When will Sagemath Cloud hit 100,000 user accounts?

The Sagemath Cloud is an online environment for computational mathematics. Get an account, log in, and your web-browser transforms into almost everything you need to study algebra, calculus, numerics, statistics, number and game theory, (computational aspects of) physics, chemistry and all other quantitative sciences. It's built around all sorts of tools and utilities offered in a proper Linux environment. All files can be shared with collaborators and edited in real-time without stepping on each other's toes. Oh wait, there is also a LaTeX editor: given you know LaTeX, qualitative sciences are also covered ;-)

But beware, this posting will only talk about the very first: accounts. Below, I'll explain how I managed to create this page, the plot below and how I let it update automatically every hour - all done solely by SMC!

SMC accounts over time


Sagemath Cloud is very public about what is happening on its servers. This stats link gives you the raw data for the current overall load of the machines. What I did over the last weeks was the following: Every hour I've downloaded this stats json file, parsed it, accumulated some interesting numbers, and stored the processed data in a CSV file.

I did all this in SMC, because it allows you to run your own crontab files. Cron periodically goes through all kind of files to figure out if there is a job to do. Just enter a magical line in your own crontab file, and the given command is run whenever you tell it to do so. You do not have to be logged in!

In my case, it's like this:
First, edit your crontab file:
$ crontab -e
Then enter this line:
0 * * * * python $HOME/get.py

The $HOME is important, because you have to specify the full path where your script sits. (By the way, if you have to start something when the SMC server reboots, use the @reboot descriptor)

So, what is get.py doing? It uses the wonderful requests Python library to retrieve and parse the stats url and extracts some data. Then it appends a line to a CSV file.

Two minutes later (the crontab line starts with a "2"), another script is called which processes this CSV file. It reads the columns via pandas, properly parses the dates into time-series, and allows me to do all sorts of analysis, transformations and plots with it. For example, the plot shown above overlays the raw time series plot with OLS fits done by statsmodels for selected time ranges (where it looks "flat"). We can see the growth trends clearly! Even more important, so far the growth increases and hence we are watching the exponential growth phase as part of the beginning of the usual logistic growth.

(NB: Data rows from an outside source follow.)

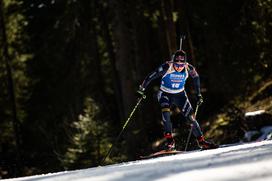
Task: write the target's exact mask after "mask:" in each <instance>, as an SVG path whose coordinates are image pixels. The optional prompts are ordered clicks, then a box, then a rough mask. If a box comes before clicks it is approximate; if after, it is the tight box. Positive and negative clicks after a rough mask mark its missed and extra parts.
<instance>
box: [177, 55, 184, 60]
mask: <svg viewBox="0 0 272 181" xmlns="http://www.w3.org/2000/svg"><path fill="white" fill-rule="evenodd" d="M175 61H176V62H182V61H183V62H184V61H185V57H184V56H181V55H179V56H177V57H175Z"/></svg>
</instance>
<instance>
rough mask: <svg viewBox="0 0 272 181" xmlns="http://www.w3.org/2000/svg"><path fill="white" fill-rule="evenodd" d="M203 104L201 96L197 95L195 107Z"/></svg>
mask: <svg viewBox="0 0 272 181" xmlns="http://www.w3.org/2000/svg"><path fill="white" fill-rule="evenodd" d="M202 103H203V97H202V95H201V94H198V95H197V105H201V104H202Z"/></svg>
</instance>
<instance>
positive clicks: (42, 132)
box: [0, 0, 272, 178]
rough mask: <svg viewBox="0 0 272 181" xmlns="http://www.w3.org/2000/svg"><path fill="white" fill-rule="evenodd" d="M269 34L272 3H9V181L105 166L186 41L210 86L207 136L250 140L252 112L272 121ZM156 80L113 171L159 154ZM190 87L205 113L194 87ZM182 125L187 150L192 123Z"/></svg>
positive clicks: (198, 69)
mask: <svg viewBox="0 0 272 181" xmlns="http://www.w3.org/2000/svg"><path fill="white" fill-rule="evenodd" d="M271 28H272V1H271V0H220V1H218V0H206V1H199V0H190V1H189V0H149V1H145V0H126V1H125V0H99V1H98V0H27V1H23V0H0V47H1V49H0V162H1V164H0V178H8V177H16V176H23V175H33V174H39V173H48V172H55V171H61V170H69V169H79V168H87V167H92V166H97V165H99V164H100V162H101V160H102V159H103V158H104V156H105V154H106V153H107V151H108V150H109V148H110V146H111V145H112V143H113V142H114V140H115V138H116V136H117V135H118V134H119V132H120V131H121V129H122V126H123V124H124V121H125V120H126V118H127V116H128V115H129V113H130V111H131V110H132V108H133V107H134V105H135V103H136V101H137V97H136V93H135V92H136V91H137V89H138V86H139V85H140V84H141V82H142V81H143V79H144V78H145V76H146V75H147V74H148V73H149V72H151V71H153V70H154V69H155V68H156V67H158V66H159V65H160V64H162V63H164V62H165V61H167V60H170V58H171V55H172V54H173V53H174V52H175V51H176V50H177V49H178V47H179V37H180V35H181V34H185V35H186V39H185V41H184V46H183V47H184V50H185V51H186V52H187V56H188V62H189V63H191V64H193V65H194V66H195V67H196V68H197V71H198V72H199V74H200V78H201V91H202V94H203V96H204V104H203V105H202V106H201V107H200V110H199V114H198V120H199V123H200V124H201V126H202V127H203V129H204V132H205V134H206V136H207V137H208V138H211V139H213V140H214V141H216V142H217V143H219V144H221V143H232V142H237V141H239V140H241V138H242V136H243V134H244V132H245V131H246V130H248V129H250V128H248V125H246V123H245V117H244V113H245V112H246V111H254V110H257V109H260V108H262V109H265V110H266V112H267V114H268V115H271V113H272V110H271V109H272V108H271V90H272V77H271V75H272V67H271V66H272V46H271V41H272V29H271ZM158 83H159V82H158V81H157V82H156V81H155V82H154V83H152V84H151V85H150V87H149V88H148V90H147V99H146V100H144V101H143V102H142V104H141V105H140V107H139V108H138V110H137V111H136V114H135V115H134V117H133V119H132V120H131V121H130V123H129V125H128V127H127V129H126V130H125V132H124V134H123V136H122V137H121V139H120V140H119V141H118V144H117V145H115V148H114V149H113V152H112V154H111V156H110V157H109V158H107V160H106V163H107V164H110V163H118V162H121V161H127V160H135V159H137V158H138V157H139V155H143V154H147V153H150V152H152V150H155V149H156V148H157V143H158V142H159V141H161V138H162V135H163V129H162V123H161V115H160V109H159V105H158V103H157V100H156V92H157V90H158ZM186 89H187V92H188V94H189V98H190V100H191V102H192V104H193V106H195V96H194V90H193V86H192V85H191V82H190V81H189V82H188V84H187V86H186ZM172 117H173V121H174V127H175V130H176V132H177V136H176V137H177V138H176V139H177V140H178V143H179V144H180V147H181V148H184V142H185V140H186V138H187V137H186V136H187V135H188V126H187V125H185V124H183V121H182V118H180V117H179V114H178V111H175V110H173V114H172ZM191 142H192V143H191V148H190V149H193V140H192V141H191ZM159 143H160V142H159Z"/></svg>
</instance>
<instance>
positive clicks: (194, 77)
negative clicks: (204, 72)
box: [188, 64, 201, 95]
mask: <svg viewBox="0 0 272 181" xmlns="http://www.w3.org/2000/svg"><path fill="white" fill-rule="evenodd" d="M188 73H189V75H190V76H191V77H192V79H193V83H194V87H195V91H196V95H201V92H200V78H199V75H198V73H197V71H196V69H195V67H193V66H192V65H191V64H188Z"/></svg>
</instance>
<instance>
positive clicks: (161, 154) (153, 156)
mask: <svg viewBox="0 0 272 181" xmlns="http://www.w3.org/2000/svg"><path fill="white" fill-rule="evenodd" d="M180 153H184V151H179V150H171V151H168V150H161V151H158V152H155V153H151V154H150V155H146V156H140V158H141V159H147V158H156V157H161V156H166V155H176V154H180Z"/></svg>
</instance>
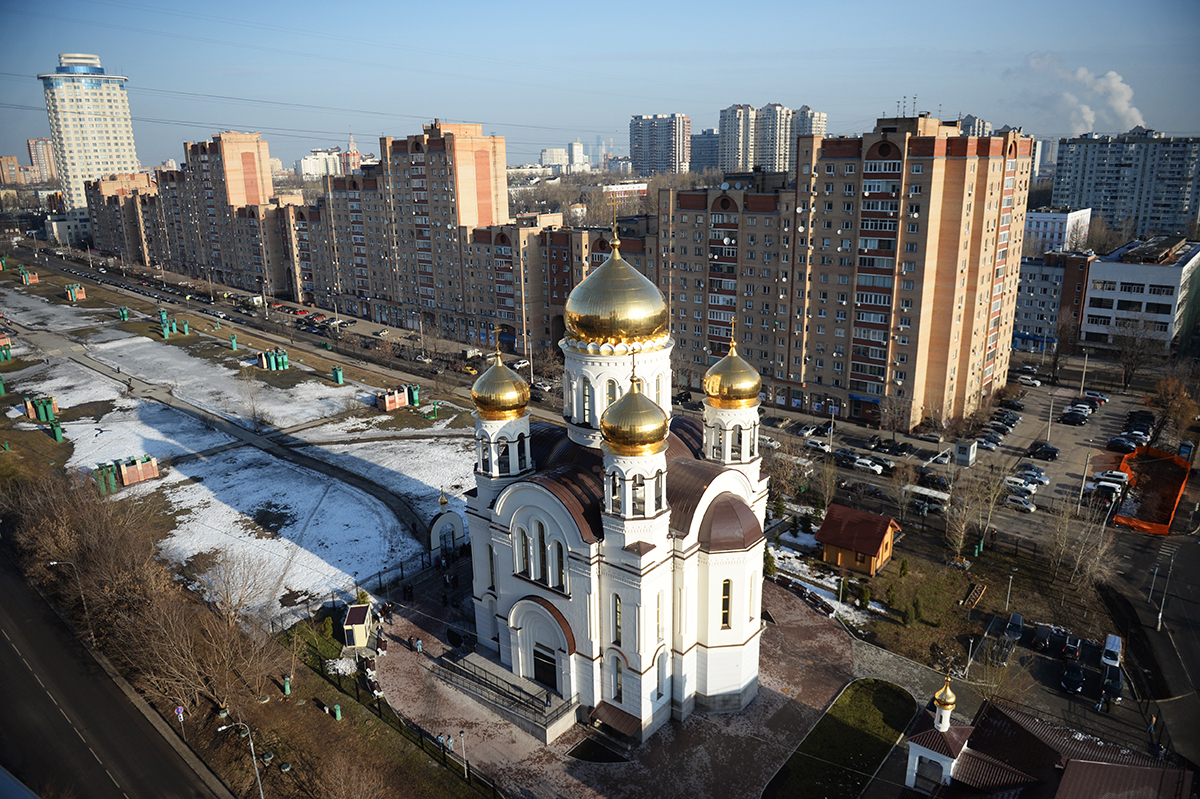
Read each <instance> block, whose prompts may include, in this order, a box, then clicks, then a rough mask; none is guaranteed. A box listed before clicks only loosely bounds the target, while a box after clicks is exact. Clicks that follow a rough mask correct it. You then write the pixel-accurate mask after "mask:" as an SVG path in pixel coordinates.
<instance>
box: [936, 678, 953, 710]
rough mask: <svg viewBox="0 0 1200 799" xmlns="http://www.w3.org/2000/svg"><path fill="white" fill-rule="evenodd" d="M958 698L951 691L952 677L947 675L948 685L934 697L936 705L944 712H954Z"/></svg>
mask: <svg viewBox="0 0 1200 799" xmlns="http://www.w3.org/2000/svg"><path fill="white" fill-rule="evenodd" d="M955 702H956V697H955V696H954V691H952V690H950V675H949V674H947V675H946V685H943V686H942V690H941V691H938V692H937V693H935V695H934V704H936V705H937V707H940V708H941V709H942V710H953V709H954V703H955Z"/></svg>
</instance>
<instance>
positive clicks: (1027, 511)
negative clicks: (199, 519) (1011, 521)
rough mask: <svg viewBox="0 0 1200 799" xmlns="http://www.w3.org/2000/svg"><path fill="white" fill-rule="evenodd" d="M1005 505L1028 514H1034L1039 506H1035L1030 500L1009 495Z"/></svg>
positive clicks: (1015, 494) (1004, 502) (1024, 498)
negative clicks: (1038, 506)
mask: <svg viewBox="0 0 1200 799" xmlns="http://www.w3.org/2000/svg"><path fill="white" fill-rule="evenodd" d="M1004 504H1006V505H1009V506H1010V507H1015V509H1016V510H1019V511H1024V512H1026V513H1032V512H1033V511H1036V510H1037V509H1038V506H1037V505H1034V504H1033V503H1032V501H1031V500H1030V499H1028V498H1026V497H1019V495H1018V494H1009V495H1008V497H1004Z"/></svg>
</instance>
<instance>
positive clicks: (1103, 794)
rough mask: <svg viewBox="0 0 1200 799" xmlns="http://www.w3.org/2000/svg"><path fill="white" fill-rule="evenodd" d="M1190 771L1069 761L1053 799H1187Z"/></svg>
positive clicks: (1078, 761) (1167, 768)
mask: <svg viewBox="0 0 1200 799" xmlns="http://www.w3.org/2000/svg"><path fill="white" fill-rule="evenodd" d="M1190 795H1192V771H1182V770H1180V769H1169V768H1163V767H1145V765H1117V764H1115V763H1094V762H1091V761H1072V762H1070V763H1067V768H1066V769H1064V770H1063V773H1062V782H1060V783H1058V793H1056V794H1055V799H1187V798H1188V797H1190Z"/></svg>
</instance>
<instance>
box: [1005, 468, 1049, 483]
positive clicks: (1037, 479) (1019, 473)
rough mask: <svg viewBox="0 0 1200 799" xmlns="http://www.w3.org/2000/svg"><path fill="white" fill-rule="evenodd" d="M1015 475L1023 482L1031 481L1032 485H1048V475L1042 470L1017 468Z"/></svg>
mask: <svg viewBox="0 0 1200 799" xmlns="http://www.w3.org/2000/svg"><path fill="white" fill-rule="evenodd" d="M1014 474H1015V476H1018V477H1020V479H1021V480H1024V481H1025V482H1028V483H1032V485H1034V486H1049V485H1050V477H1048V476H1046V475H1045V473H1044V471H1031V470H1027V469H1019V470H1018V471H1015V473H1014Z"/></svg>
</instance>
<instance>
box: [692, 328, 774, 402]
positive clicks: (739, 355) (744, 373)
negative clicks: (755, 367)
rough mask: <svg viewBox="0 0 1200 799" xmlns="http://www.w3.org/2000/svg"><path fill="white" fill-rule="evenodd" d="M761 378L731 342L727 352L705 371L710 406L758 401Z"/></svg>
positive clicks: (705, 390) (761, 389)
mask: <svg viewBox="0 0 1200 799" xmlns="http://www.w3.org/2000/svg"><path fill="white" fill-rule="evenodd" d="M760 391H762V378H761V377H760V376H758V372H756V371H755V368H754V367H752V366H750V365H749V364H748V362H746V361H745V359H743V358H742V356H740V355H738V346H737V344H736V343H734V342H732V341H731V342H730V353H728V354H727V355H726V356H725V358H722V359H721V360H719V361H716V362H715V364H713V366H712V367H710V368H709V370H708V372H707V373H706V374H704V394H706V395H708V404H710V405H712V407H713V408H751V407H754V405H755V404H757V403H758V392H760Z"/></svg>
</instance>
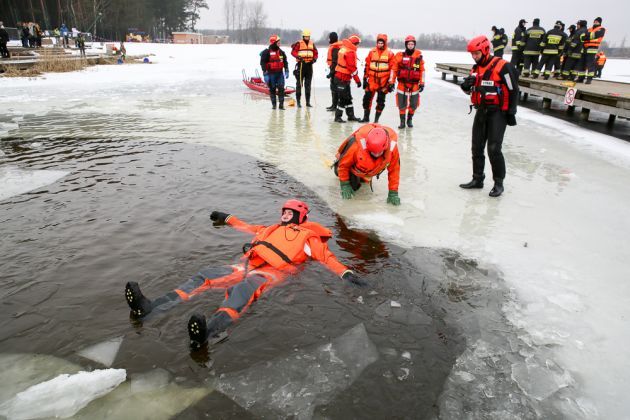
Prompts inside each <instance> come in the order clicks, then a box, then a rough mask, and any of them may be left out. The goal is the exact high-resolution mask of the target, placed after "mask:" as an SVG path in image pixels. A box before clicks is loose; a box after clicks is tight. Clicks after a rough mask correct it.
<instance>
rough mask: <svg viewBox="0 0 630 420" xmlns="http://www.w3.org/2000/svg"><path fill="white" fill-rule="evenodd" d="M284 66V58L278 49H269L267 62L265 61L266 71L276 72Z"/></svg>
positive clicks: (279, 69) (273, 72)
mask: <svg viewBox="0 0 630 420" xmlns="http://www.w3.org/2000/svg"><path fill="white" fill-rule="evenodd" d="M283 68H284V60H283V59H282V54H281V53H280V49H279V48H278V50H276V51H274V50H272V49H269V62H268V63H267V71H270V72H272V73H277V72H280V71H282V69H283Z"/></svg>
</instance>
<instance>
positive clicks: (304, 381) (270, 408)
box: [217, 324, 379, 419]
mask: <svg viewBox="0 0 630 420" xmlns="http://www.w3.org/2000/svg"><path fill="white" fill-rule="evenodd" d="M378 357H379V355H378V351H377V350H376V347H375V346H374V344H373V343H372V342H371V340H370V338H369V337H368V335H367V332H366V331H365V327H364V326H363V324H358V325H357V326H355V327H353V328H352V329H350V330H349V331H348V332H346V333H345V334H344V335H342V336H340V337H338V338H336V339H334V340H332V342H330V343H328V344H325V345H323V346H319V347H317V348H315V349H312V350H309V351H306V352H304V353H303V352H297V353H295V354H290V355H288V356H284V357H279V358H278V359H275V360H272V361H270V362H265V363H261V364H258V365H254V366H252V367H250V368H248V369H246V370H243V371H240V372H235V373H228V374H224V375H221V376H220V378H219V381H218V385H217V389H218V390H220V391H221V392H223V393H224V394H225V395H227V396H228V397H230V398H231V399H233V400H234V401H235V402H236V403H237V404H239V405H240V406H241V407H243V408H245V409H247V410H249V411H250V412H252V413H253V414H254V415H256V416H259V417H268V418H287V417H294V418H298V419H310V418H311V417H312V415H313V410H314V409H315V407H316V406H317V405H320V404H325V403H326V402H327V401H329V400H330V399H331V398H332V397H333V396H334V395H336V394H337V393H339V392H340V391H342V390H344V389H345V388H347V387H349V386H350V385H351V384H352V382H354V380H355V379H356V378H357V377H359V375H360V374H361V372H363V370H364V369H365V368H366V367H367V366H369V365H370V364H372V363H374V362H375V361H376V360H378Z"/></svg>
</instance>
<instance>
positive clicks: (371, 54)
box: [367, 48, 392, 77]
mask: <svg viewBox="0 0 630 420" xmlns="http://www.w3.org/2000/svg"><path fill="white" fill-rule="evenodd" d="M391 56H392V52H391V51H390V50H389V49H388V48H384V49H382V50H379V49H378V48H373V49H372V51H370V67H369V68H368V69H367V70H368V71H367V73H368V76H369V77H389V72H390V67H389V61H390V60H391Z"/></svg>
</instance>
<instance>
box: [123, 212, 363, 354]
mask: <svg viewBox="0 0 630 420" xmlns="http://www.w3.org/2000/svg"><path fill="white" fill-rule="evenodd" d="M308 212H309V209H308V205H307V204H306V203H304V202H302V201H299V200H288V201H287V202H286V203H284V205H283V206H282V213H281V217H280V223H277V224H274V225H271V226H264V225H250V224H248V223H245V222H243V221H242V220H240V219H238V218H237V217H236V216H233V215H230V214H226V213H222V212H218V211H213V212H212V214H211V215H210V218H211V219H212V220H213V221H214V222H215V224H220V225H222V224H227V225H230V226H232V227H233V228H235V229H238V230H240V231H243V232H247V233H251V234H253V235H254V239H253V240H252V241H251V243H248V244H246V245H245V246H244V247H243V251H244V253H245V255H244V256H243V257H242V261H241V263H239V264H235V265H231V266H225V267H211V268H207V269H204V270H201V271H200V272H199V273H197V274H196V275H194V276H193V277H192V278H191V279H190V280H188V281H187V282H186V283H184V284H182V285H181V286H179V287H178V288H177V289H175V290H174V291H172V292H169V293H167V294H166V295H164V296H161V297H159V298H157V299H155V300H149V299H148V298H147V297H145V296H144V295H143V294H142V292H141V291H140V287H139V286H138V283H136V282H129V283H127V285H126V287H125V297H126V299H127V303H128V304H129V307H130V308H131V316H132V317H134V318H143V317H145V316H147V315H148V314H150V313H151V312H154V311H164V310H167V309H169V308H171V307H172V306H174V305H175V304H176V303H179V302H182V301H187V300H190V299H192V298H193V297H195V296H196V295H198V294H200V293H202V292H204V291H206V290H210V289H223V290H225V299H224V301H223V302H222V303H221V306H220V307H219V309H217V311H216V312H215V313H214V314H213V315H212V316H211V317H210V318H209V319H206V318H205V316H203V315H201V314H197V313H196V314H194V315H193V316H192V317H191V318H190V320H189V321H188V334H189V336H190V342H191V345H192V346H193V347H199V346H201V345H202V344H203V343H205V342H206V341H207V340H208V338H209V337H215V336H217V335H219V333H221V332H223V331H225V329H226V328H227V327H229V326H230V325H232V324H233V323H234V322H235V321H236V320H237V319H239V318H240V316H241V315H242V314H243V313H244V312H245V311H246V310H247V308H248V307H249V306H250V305H251V304H252V303H253V302H254V301H256V300H257V299H258V298H259V297H260V296H261V295H262V294H263V293H264V292H266V291H267V290H269V289H271V288H272V287H275V286H277V285H279V284H281V283H283V282H284V281H286V280H287V278H288V277H289V276H290V275H292V274H296V273H297V272H299V266H300V265H302V264H303V263H304V262H306V261H307V260H309V259H313V260H315V261H319V262H320V263H322V264H324V265H325V266H326V267H327V268H328V269H329V270H330V271H332V272H333V273H335V274H336V275H338V276H340V277H341V278H342V279H344V280H347V281H350V282H352V283H354V284H356V285H360V286H363V285H365V284H366V283H365V282H364V281H363V280H362V279H361V278H360V277H359V276H357V275H356V274H355V273H354V272H353V271H352V270H350V269H348V267H346V266H345V265H343V264H341V263H340V262H339V261H338V260H337V258H336V257H335V255H334V254H333V253H332V252H331V251H330V250H329V249H328V245H327V244H326V242H327V241H328V240H329V239H330V238H331V237H332V232H331V231H330V230H329V229H327V228H325V227H323V226H322V225H320V224H319V223H316V222H311V221H308V220H307V214H308Z"/></svg>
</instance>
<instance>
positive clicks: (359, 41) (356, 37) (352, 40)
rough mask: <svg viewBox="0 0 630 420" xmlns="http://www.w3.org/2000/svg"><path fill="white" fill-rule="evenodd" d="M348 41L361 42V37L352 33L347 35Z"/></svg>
mask: <svg viewBox="0 0 630 420" xmlns="http://www.w3.org/2000/svg"><path fill="white" fill-rule="evenodd" d="M348 41H350V42H352V43H353V44H355V45H356V44H360V43H361V38H359V35H357V34H353V35H350V36H349V37H348Z"/></svg>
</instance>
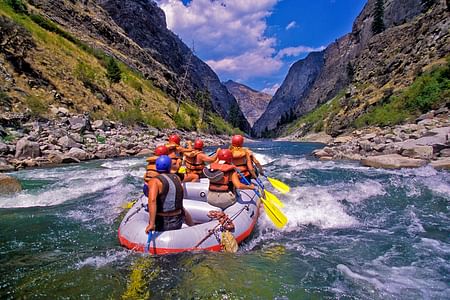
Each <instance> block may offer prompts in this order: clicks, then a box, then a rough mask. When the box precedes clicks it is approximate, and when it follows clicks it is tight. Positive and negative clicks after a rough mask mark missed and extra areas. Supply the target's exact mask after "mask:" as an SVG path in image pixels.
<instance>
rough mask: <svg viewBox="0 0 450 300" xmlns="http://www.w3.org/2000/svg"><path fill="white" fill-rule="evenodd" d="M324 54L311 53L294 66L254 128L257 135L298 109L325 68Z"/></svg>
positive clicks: (288, 73)
mask: <svg viewBox="0 0 450 300" xmlns="http://www.w3.org/2000/svg"><path fill="white" fill-rule="evenodd" d="M323 63H324V52H323V51H321V52H313V53H310V54H309V55H308V56H307V57H306V58H305V59H303V60H300V61H298V62H296V63H295V64H293V65H292V67H291V68H290V69H289V73H288V75H287V76H286V79H285V80H284V81H283V84H282V85H281V86H280V88H279V89H278V90H277V92H276V93H275V95H274V96H273V98H272V100H271V101H270V103H269V105H268V106H267V109H266V111H265V112H264V113H263V114H262V115H261V117H260V118H259V119H258V120H257V121H256V123H255V125H254V126H253V131H254V132H255V133H261V132H262V131H264V130H265V129H266V128H267V129H269V130H271V129H274V128H275V127H276V126H277V122H279V120H280V119H281V116H282V115H283V114H285V113H288V112H289V111H290V110H291V109H295V108H297V106H298V105H299V101H300V100H301V99H302V98H303V97H304V96H306V95H307V93H308V92H309V90H310V88H311V87H312V85H313V83H314V82H315V81H316V79H317V76H318V75H319V73H320V71H321V70H322V68H323Z"/></svg>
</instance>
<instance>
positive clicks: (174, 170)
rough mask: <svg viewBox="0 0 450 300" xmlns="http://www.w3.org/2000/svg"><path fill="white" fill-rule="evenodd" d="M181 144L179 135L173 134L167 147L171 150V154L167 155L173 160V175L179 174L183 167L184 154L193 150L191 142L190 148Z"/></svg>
mask: <svg viewBox="0 0 450 300" xmlns="http://www.w3.org/2000/svg"><path fill="white" fill-rule="evenodd" d="M180 143H181V138H180V136H179V135H177V134H172V135H170V136H169V141H168V143H167V144H166V147H167V149H168V150H169V154H167V155H168V156H169V157H170V158H171V159H172V169H171V171H170V172H171V173H173V174H175V173H177V172H178V170H179V169H180V167H181V163H182V154H183V153H184V152H189V151H191V150H192V143H191V141H188V148H183V147H181V145H180Z"/></svg>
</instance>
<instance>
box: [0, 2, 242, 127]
mask: <svg viewBox="0 0 450 300" xmlns="http://www.w3.org/2000/svg"><path fill="white" fill-rule="evenodd" d="M0 15H1V16H3V17H6V18H7V19H8V20H12V21H13V22H14V23H15V24H16V26H17V28H23V29H24V30H25V32H28V34H29V35H30V37H31V39H32V40H33V42H34V44H35V46H34V47H32V49H29V50H28V53H27V55H26V56H25V58H24V61H25V62H26V67H27V68H26V69H23V68H20V67H19V68H18V67H17V66H16V65H15V64H14V61H12V60H11V58H9V59H8V55H7V53H6V52H4V51H0V61H4V62H9V63H5V64H4V66H5V69H6V72H7V73H8V74H9V75H11V76H12V77H13V78H14V83H13V85H9V86H4V87H1V90H2V91H1V94H0V102H2V103H5V104H7V105H5V106H4V107H3V108H4V110H5V111H12V112H25V111H28V112H29V113H31V115H33V116H35V117H38V116H43V117H51V116H50V115H49V114H50V110H49V107H50V106H55V107H60V106H63V107H66V108H68V109H69V110H70V111H72V112H77V113H83V112H89V113H90V114H91V116H92V117H93V118H94V119H112V120H119V121H123V122H125V123H129V124H133V123H137V122H142V123H146V124H149V125H152V126H155V127H158V128H164V127H168V128H174V127H177V128H180V129H187V130H197V129H201V130H203V131H209V132H217V133H232V132H234V131H235V130H234V129H233V128H232V127H231V126H230V125H229V124H228V123H226V122H224V121H223V120H222V119H221V118H220V117H218V116H217V115H215V114H212V113H211V112H208V113H203V109H202V108H200V107H198V106H196V105H195V104H194V103H192V102H190V101H189V100H184V101H183V102H184V103H183V105H181V107H180V111H179V113H178V114H176V106H177V105H176V101H175V100H174V99H172V98H171V97H169V96H168V95H167V94H166V93H164V92H163V91H161V90H160V89H158V88H155V87H154V86H153V85H152V82H151V81H149V80H146V79H145V78H144V77H143V76H142V74H140V73H139V72H137V71H136V70H133V69H131V68H129V67H128V66H127V65H125V64H123V63H122V62H120V61H118V60H116V59H114V60H115V63H116V64H117V65H118V66H119V68H120V71H121V80H120V81H119V82H117V83H112V82H111V81H110V80H108V78H107V64H108V62H109V61H110V60H111V58H113V57H115V54H114V53H104V52H102V51H101V50H98V49H95V48H93V47H91V46H89V45H87V44H85V43H83V42H82V41H80V40H79V39H77V38H76V37H74V36H73V35H72V34H70V33H69V32H67V31H65V30H64V28H62V27H60V26H59V25H57V24H55V23H53V22H52V21H50V20H48V19H46V18H45V17H44V16H42V15H40V14H39V12H38V11H37V10H35V9H34V8H33V7H31V6H27V5H25V4H24V2H22V1H19V0H6V1H0ZM0 50H1V48H0ZM2 106H3V105H2ZM1 109H2V108H0V112H1ZM200 117H202V118H203V119H204V120H203V121H201V120H199V118H200Z"/></svg>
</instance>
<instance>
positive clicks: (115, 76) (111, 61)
mask: <svg viewBox="0 0 450 300" xmlns="http://www.w3.org/2000/svg"><path fill="white" fill-rule="evenodd" d="M106 78H108V80H109V81H110V82H111V83H118V82H120V80H121V79H122V71H121V70H120V68H119V65H118V64H117V62H116V60H115V59H114V58H112V57H110V58H109V59H108V63H107V65H106Z"/></svg>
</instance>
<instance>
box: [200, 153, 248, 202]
mask: <svg viewBox="0 0 450 300" xmlns="http://www.w3.org/2000/svg"><path fill="white" fill-rule="evenodd" d="M217 158H218V162H214V163H212V164H211V165H209V169H207V168H205V169H204V173H205V175H206V177H207V178H209V191H208V200H207V202H208V203H209V204H211V205H213V206H216V207H220V208H222V209H225V208H227V207H228V206H230V205H233V204H234V203H235V202H236V189H241V190H243V189H250V190H254V189H255V186H254V185H253V184H250V185H245V184H243V183H241V181H240V180H239V174H238V173H237V172H236V169H235V168H236V167H235V166H234V165H233V164H232V163H231V161H232V160H233V155H232V153H231V151H230V150H229V149H222V150H220V151H219V152H218V155H217Z"/></svg>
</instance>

The other plots on this statistics page show aggregated time-series data. For example, the plot for the number of concurrent connections is also increasing and reassures that SMC is scaling well.
Concurrent connections to SMC
On this statistics page, there are also a few "dynamic" fields in the HTML content. This is done by jinja2 in such a way, that the template "stats.tmpl" contains the HTML code and "mustache"-style variables. Jinja2 renders this template with some variables and that's it.

import jinja2 as j2
env = j2.Environment(loader=j2.FileSystemLoader("."))
stats = env.get_template("stats.tmpl")
data = {
        'date' : "%s UTC" % datetime.utcnow(),
        'recent_data' : totals.ix[-24:].to_html()
}
with open("stats.html", "wb") as output:
    output.write(stats.render(**data))

The last step of the script is to actually publish the files to the webserver. That's rather straight forward. First and only once, create ssh keys via ssh-keygen without a password and then use ssh-copy-id -i ~/.ssh/id_dsa.pub name@server to copy over your keys. Subsequent ssh connections will be established without any questions asked, because the remote server knows your identity. I'm using scp to copy the files: scp *.png stats.html name@remote-server:~/target/dir/

Last but not least, when will SMC hit the 100,000 user mark? In less than 6 days the 10,000 mark should be crossed and I hope the trend continues into the upward direction.